Venerdì 14 ottobre, nelle prove libere, dovrebbe esordire - in esemplare unico - la prefigurazione
dell'ala anteriore della 663, la sigla che sarà della Ferrari Formula 1 dell’anno prossimo.
Stefano Domenicali e il direttore tecnico Pat Fry hanno compiuto un “blitz” di due giorni rientrando in Italia fra le trasferte del Giappone e di Corea,
per definire alcuni dettagli. Secondo alcune indiscrezioni,
questo alettone “lavora” sul principio di quello Red Bull: diverso il percorso dei flussi d’aria rispetto agli ultimi progetti Ferrari.
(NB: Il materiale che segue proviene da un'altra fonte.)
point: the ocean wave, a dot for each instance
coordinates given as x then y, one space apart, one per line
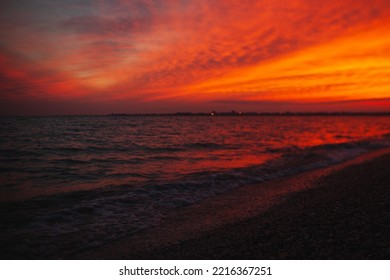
84 219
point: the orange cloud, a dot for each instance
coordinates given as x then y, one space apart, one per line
144 51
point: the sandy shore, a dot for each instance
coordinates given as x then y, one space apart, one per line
338 212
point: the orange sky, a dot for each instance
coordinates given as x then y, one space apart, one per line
145 56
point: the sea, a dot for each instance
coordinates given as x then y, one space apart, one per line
71 183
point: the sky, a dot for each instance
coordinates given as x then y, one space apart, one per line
166 56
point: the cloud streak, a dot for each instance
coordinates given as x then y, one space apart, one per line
194 52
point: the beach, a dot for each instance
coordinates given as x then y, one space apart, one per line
336 212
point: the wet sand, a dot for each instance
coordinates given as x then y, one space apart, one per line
338 212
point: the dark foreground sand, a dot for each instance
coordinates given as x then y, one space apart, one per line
341 212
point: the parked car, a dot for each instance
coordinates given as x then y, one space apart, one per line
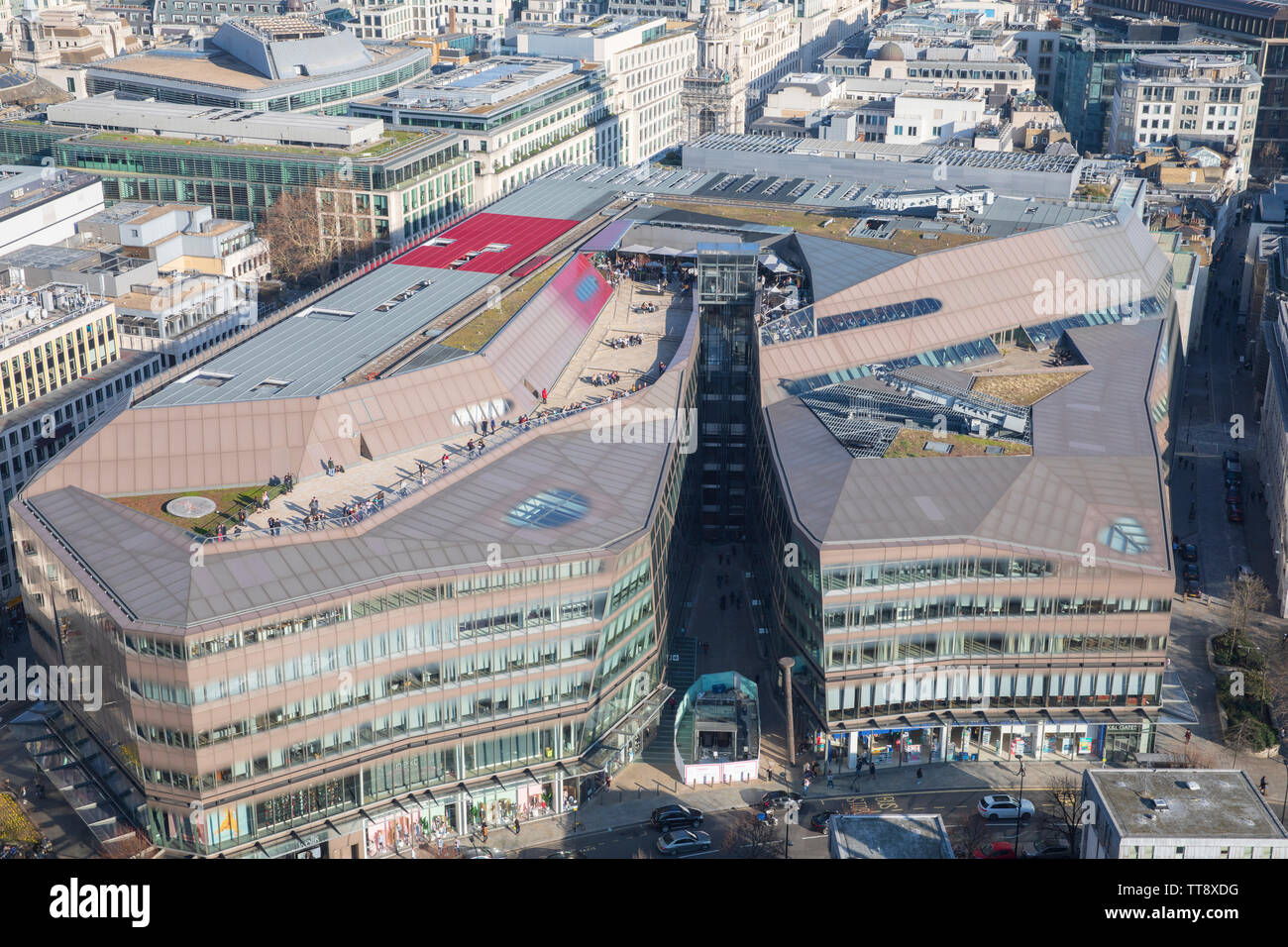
1046 848
668 817
819 819
683 843
1001 806
995 849
777 799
Sarà anche
flessibile?
Intanto,
Fernando Alonso continua sulla linea del pessimismo esistenziale: adesso il
secondo posto nel mondiale
non è più una priorità,
“perché ormai fra secondo e terzo non c’è una grande differenza”.Ma che cosa potrà fare la Ferrari a Yeongam? Per
Massa il GP di Corea “Sarà una gara di forte degrado per le gomme, di tutti, viste anche le condizioni della pista”. Il brasiliano ha percorso il
circuito in bicicletta in compagnia del suo ingegnere, Smedley, e del veicolista Giuliano Salvi.
Continua la polemica a distanza con Lewis Hamilton. “
A lui non ho nulla da dire – ha detto Massa – Con la Fia ho chiesto più coerenza nelle penalizzazioni. E quanto agli specchietti retrovisori, i miei vanno benissimo”.